Attackers can repurpose this content in various exploitative ways. They might republish copyrighted television shows or paywalled news articles, or they might duplicate blog posts to steal SEO value and organic traffic. Similarly, they’ve been known to use scraped content to gather product pricing or inventory data to gain a competitive advantage or compile contact information to sell to other businesses as sales targets.

Inventory scraping bots visit product pages, perform searches, and scrape site data — you can identify these bots through pre-identified bad IP ranges from various sources like SANS. And in the case of our next-gen WAF (formerly Signal Sciences), they can be spotted through our Network Learning Exchange, proprietary technology that identifies suspicious traffic from sources that have been confirmed to be malicious and protects customers against subsequent attacks originating from identified IP addresses.

Account takeover

When breaches occur, it often results in large dumps of user credentials on the Dark Web. Threat actors can purchase the stolen usernames and passwords and use automated bots to rapidly test the combinations in the authentication flows of major retail and financial websites. This process is known as “credential stuffing.” Once valid credentials are found, they’re deployed against other sites to take over website accounts and lock out legitimate users. Attackers can also take personally identifiable information (PII) and stored payment methods from those accounts to commit further fraud.

The key here is to monitor key authentication events, which requires visibility into where ATO happens — at the point of account creation and login. Define a baseline for what is a “normal” or expected volume of request traffic over a specific time frame to provide a guidepost for what is not normal. Then, when authentication events, like login attempts or password resets, spike above an expected threshold, alerts can notify stakeholders and automated blocking can be put in place to prevent these abnormal requests from reaching an app or API endpoint. Monitoring web request activity in this manner also empowers DevOps and security teams to quickly identify malicious activity that causes requests to spike.

API abuse

APIs function as the backbone of modern web, cloud, and mobile applications, so it’s no surprise that attackers use bots to mimic legitimate API consumers. Gartner estimates that by 2022, APIs will be the most frequent attack vectors for enterprise web application data breaches. Clearly, API security must be part of any strategic security plan.

APIs transfer a variety of data as organizations carry out their business operations. Automated bots probe APIs in an attempt to extract sensitive data like PII or credit card numbers. For example, adversaries use bots against public-facing APIs by spoofing XFF header information to execute account takeover attacks.

Detecting and blocking malicious requests is key to preventing attackers from abusing APIs and causing service disruption, data leakage, or account lockouts. Defeating API abuse requires visibility into where and how attackers are attempting to manipulate your application’s business logic, including authentication events. In order to surface those real-time insights, you’ll need to instrument and monitor your application for key application transaction events, which vary based on the API’s function.
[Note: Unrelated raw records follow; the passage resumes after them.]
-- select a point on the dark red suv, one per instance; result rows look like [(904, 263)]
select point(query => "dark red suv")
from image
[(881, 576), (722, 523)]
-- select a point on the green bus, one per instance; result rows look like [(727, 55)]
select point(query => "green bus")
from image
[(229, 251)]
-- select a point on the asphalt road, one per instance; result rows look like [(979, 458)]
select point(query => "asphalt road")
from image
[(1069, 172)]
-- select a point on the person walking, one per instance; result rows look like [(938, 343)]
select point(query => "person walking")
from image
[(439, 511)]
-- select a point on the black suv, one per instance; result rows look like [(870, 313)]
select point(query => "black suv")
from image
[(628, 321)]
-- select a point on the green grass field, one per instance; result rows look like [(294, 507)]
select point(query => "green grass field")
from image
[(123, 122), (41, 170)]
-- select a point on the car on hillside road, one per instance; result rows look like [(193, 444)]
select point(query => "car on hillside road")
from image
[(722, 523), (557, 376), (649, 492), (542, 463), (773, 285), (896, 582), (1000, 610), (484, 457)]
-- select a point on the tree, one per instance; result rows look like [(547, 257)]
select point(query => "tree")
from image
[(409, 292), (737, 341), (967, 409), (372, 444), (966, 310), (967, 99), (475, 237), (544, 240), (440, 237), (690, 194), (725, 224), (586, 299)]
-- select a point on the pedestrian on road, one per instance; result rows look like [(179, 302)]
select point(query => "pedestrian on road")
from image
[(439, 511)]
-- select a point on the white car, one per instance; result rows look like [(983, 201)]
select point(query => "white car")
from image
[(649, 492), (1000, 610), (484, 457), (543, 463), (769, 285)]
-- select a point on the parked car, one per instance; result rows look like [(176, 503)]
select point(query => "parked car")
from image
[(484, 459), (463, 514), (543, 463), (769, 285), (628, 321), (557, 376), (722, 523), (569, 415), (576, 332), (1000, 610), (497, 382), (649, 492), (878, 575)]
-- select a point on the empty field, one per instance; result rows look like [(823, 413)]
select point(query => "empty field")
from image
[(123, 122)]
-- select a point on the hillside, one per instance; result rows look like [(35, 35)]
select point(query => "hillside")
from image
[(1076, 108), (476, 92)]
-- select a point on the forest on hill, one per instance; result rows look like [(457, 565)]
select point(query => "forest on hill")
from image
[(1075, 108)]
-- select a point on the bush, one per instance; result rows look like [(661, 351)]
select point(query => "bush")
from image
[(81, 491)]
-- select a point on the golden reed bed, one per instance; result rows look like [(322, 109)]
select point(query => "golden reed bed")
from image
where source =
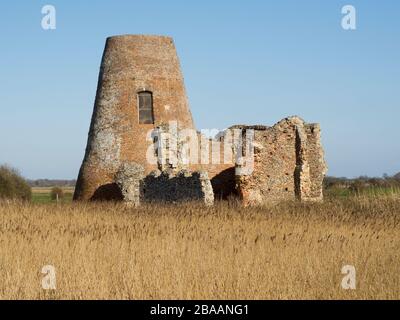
[(291, 250)]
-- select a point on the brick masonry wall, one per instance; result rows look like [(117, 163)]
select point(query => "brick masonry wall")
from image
[(130, 64)]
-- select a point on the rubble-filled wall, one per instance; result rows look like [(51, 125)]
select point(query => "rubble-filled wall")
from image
[(288, 164), (131, 160), (167, 186)]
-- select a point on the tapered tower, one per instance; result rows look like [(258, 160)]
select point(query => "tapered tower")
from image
[(140, 87)]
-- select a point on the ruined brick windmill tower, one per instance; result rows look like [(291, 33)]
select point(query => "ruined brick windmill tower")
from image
[(140, 86), (140, 94)]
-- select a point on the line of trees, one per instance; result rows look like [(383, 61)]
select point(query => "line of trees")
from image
[(13, 185), (363, 182)]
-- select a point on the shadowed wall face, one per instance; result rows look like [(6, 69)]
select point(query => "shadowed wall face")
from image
[(140, 87)]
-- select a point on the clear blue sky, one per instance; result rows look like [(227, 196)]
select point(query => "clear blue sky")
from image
[(243, 62)]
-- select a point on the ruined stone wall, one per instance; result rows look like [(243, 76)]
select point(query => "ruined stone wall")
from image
[(166, 186), (288, 164), (315, 156), (288, 157), (130, 64)]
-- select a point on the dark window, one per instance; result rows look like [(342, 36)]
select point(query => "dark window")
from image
[(146, 107)]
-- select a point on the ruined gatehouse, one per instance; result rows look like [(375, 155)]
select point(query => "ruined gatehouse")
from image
[(143, 145)]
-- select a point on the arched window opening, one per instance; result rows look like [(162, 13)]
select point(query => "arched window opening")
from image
[(146, 107)]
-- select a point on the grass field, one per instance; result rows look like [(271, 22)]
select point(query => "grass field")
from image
[(290, 250), (43, 195)]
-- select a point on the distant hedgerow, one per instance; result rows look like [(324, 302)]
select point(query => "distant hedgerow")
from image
[(13, 185)]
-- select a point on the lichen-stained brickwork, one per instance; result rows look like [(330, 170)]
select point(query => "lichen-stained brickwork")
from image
[(130, 64), (143, 145)]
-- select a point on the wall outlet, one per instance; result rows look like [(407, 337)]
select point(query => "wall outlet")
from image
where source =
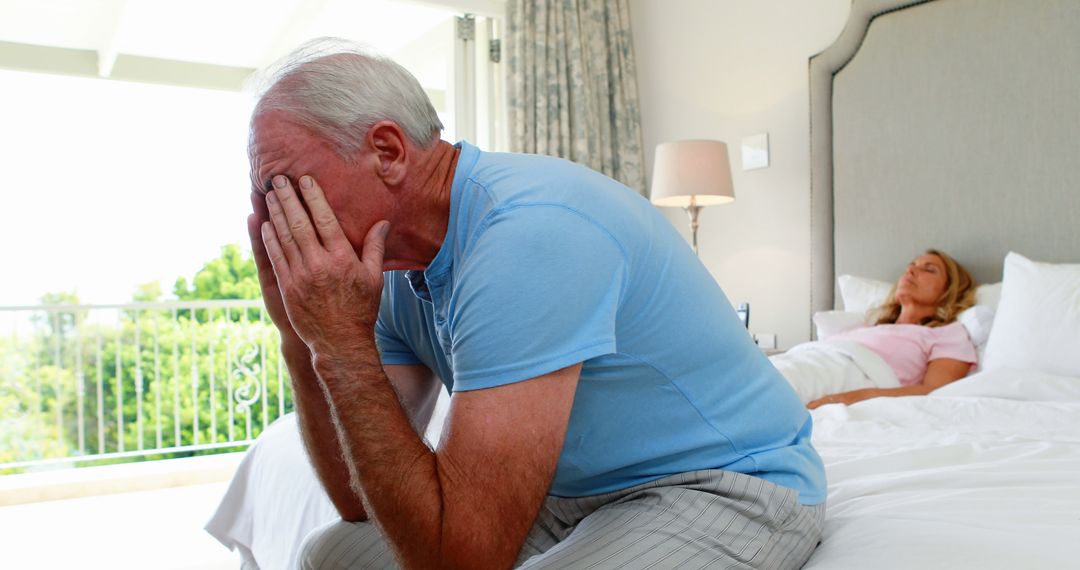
[(766, 340)]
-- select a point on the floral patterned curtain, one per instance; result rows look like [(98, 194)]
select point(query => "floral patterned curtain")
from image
[(572, 84)]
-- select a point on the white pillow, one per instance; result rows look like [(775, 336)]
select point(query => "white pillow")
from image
[(988, 295), (829, 323), (1037, 325), (862, 294)]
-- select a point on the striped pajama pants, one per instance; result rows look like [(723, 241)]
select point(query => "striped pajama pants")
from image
[(698, 519)]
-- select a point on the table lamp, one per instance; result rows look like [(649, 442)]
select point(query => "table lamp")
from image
[(690, 175)]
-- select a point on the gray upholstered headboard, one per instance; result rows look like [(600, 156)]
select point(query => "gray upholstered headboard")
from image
[(945, 123)]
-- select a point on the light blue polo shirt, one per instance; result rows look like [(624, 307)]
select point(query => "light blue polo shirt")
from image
[(548, 263)]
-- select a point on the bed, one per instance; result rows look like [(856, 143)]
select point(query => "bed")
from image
[(952, 123)]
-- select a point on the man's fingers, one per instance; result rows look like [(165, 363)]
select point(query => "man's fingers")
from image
[(299, 224), (278, 259), (322, 215), (375, 246), (282, 230)]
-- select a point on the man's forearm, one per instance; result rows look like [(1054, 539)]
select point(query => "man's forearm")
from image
[(320, 435), (396, 472)]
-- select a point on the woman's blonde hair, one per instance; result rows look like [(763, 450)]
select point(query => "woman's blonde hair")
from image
[(959, 295)]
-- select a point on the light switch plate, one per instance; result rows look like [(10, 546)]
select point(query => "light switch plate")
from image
[(755, 151)]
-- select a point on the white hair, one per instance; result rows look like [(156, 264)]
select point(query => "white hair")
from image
[(339, 90)]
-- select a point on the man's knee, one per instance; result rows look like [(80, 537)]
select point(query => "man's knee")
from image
[(340, 544)]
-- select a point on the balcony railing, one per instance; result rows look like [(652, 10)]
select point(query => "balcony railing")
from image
[(124, 382)]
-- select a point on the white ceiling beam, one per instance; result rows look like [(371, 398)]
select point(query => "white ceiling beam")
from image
[(108, 46), (477, 8), (294, 31)]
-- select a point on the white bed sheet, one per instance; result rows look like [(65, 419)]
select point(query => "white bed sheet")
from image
[(984, 473)]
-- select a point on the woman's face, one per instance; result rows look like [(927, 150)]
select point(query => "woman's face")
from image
[(923, 282)]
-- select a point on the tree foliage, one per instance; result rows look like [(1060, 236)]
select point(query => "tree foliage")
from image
[(144, 379), (231, 275)]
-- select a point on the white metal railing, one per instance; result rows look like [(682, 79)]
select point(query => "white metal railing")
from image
[(82, 382)]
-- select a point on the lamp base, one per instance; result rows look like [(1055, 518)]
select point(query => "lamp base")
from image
[(692, 212)]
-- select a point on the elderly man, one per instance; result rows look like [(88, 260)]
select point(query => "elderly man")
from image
[(607, 408)]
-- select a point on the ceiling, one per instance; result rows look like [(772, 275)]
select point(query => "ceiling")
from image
[(214, 43)]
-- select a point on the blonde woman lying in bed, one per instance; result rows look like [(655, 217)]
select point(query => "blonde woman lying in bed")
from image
[(915, 334)]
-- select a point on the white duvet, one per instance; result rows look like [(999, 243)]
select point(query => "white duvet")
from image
[(817, 369), (984, 473)]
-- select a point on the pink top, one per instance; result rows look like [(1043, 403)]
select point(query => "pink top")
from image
[(908, 349)]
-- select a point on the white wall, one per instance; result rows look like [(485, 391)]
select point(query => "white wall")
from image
[(725, 69)]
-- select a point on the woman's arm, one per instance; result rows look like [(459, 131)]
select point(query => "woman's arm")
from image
[(939, 372)]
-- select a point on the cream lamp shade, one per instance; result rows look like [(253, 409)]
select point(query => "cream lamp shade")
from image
[(691, 174)]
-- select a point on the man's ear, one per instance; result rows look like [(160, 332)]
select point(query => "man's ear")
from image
[(390, 148)]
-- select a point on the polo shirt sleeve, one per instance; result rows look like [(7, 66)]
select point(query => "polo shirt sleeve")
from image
[(952, 341), (389, 338), (537, 289)]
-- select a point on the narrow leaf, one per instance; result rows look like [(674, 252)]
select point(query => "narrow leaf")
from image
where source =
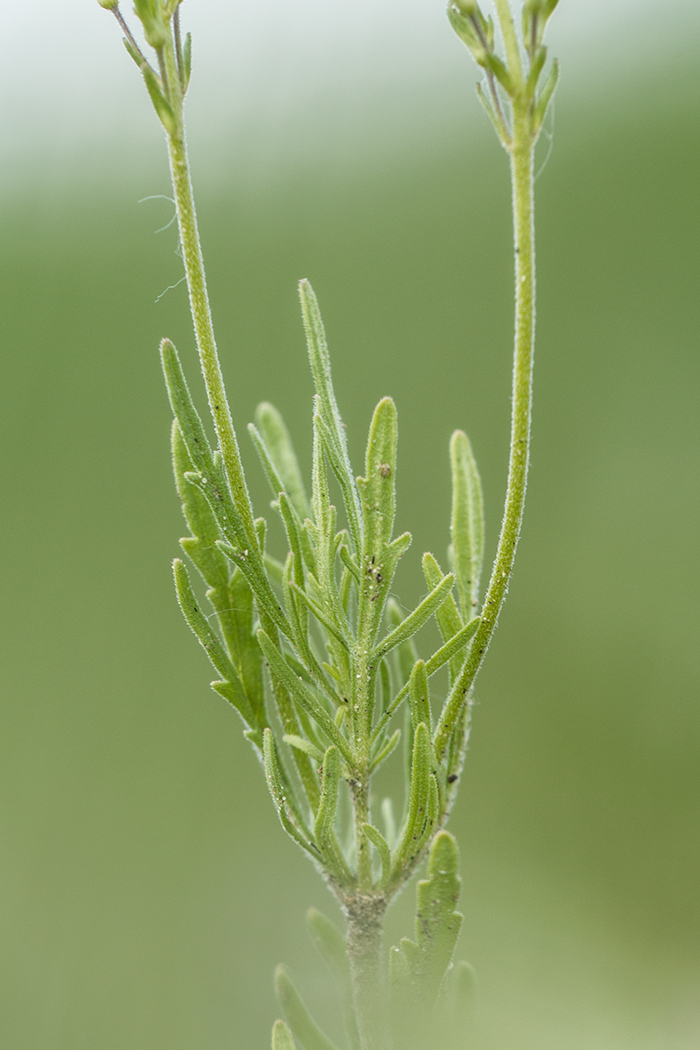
[(381, 845), (420, 696), (281, 453), (279, 794), (467, 523), (161, 104), (420, 788), (281, 1036), (388, 748), (333, 947), (187, 62), (437, 922), (305, 746), (323, 830), (302, 695), (303, 1027), (333, 428), (546, 96), (199, 626), (418, 617)]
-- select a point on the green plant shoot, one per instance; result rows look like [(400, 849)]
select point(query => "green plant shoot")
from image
[(311, 650)]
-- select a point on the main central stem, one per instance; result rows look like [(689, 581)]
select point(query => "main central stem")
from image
[(364, 916)]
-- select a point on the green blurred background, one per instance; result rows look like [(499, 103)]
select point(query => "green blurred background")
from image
[(146, 889)]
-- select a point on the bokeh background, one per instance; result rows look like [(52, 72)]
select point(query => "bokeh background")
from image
[(146, 889)]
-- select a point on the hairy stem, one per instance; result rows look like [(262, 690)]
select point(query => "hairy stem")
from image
[(364, 915), (196, 284), (522, 155)]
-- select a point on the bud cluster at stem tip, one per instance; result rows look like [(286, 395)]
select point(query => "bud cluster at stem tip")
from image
[(520, 85)]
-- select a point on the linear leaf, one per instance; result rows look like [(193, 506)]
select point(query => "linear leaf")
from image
[(281, 452), (333, 947), (420, 696), (467, 523), (204, 460), (275, 482), (385, 751), (381, 845), (281, 1036), (419, 967), (333, 428), (305, 746), (323, 830), (280, 797), (438, 923), (451, 648), (420, 788), (200, 546), (298, 1017), (251, 566), (303, 696), (199, 626), (417, 618)]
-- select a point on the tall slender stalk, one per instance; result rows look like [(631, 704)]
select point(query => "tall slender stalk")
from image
[(335, 586)]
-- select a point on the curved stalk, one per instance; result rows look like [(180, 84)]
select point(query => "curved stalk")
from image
[(522, 156), (196, 284)]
For example, gift card cracking occurs when bot operators attempt to brute force an API that enables users to check their gift card balances with an end goal to validate gift card numbers. Abnormally high requests against the gift card API and failures from a single IP can indicate a brute force attempt in progress.

Scalping bots are deployed against a purchase flow in an attempt to buy discounted or limited-edition items. The fraudsters use stolen credit or stored value cards to purchase merchandise and then sell it elsewhere at a premium or at high volume. An indicator of this type of bot would be higher than expected “add to cart” activity from a single IP.

The key to bot mitigation

Although visibility is important to protecting your web apps and APIs, it’s not enough to stop the bad bot-generated traffic. You also need accurate insights into traffic targeting applications or API endpoints, as well as advanced rate limiting that can both detect and prevent non-human behavior on applications and APIs.

Look for a solution that allows you to rapidly establish application-specific rules to help prevent app and API abuse, including user agent, path, method, scheme, post or query parameter, request cookies, and more. When those signals are tripped, automated actions occur and can include blocking a web request, alerting your teams, or other appropriate action.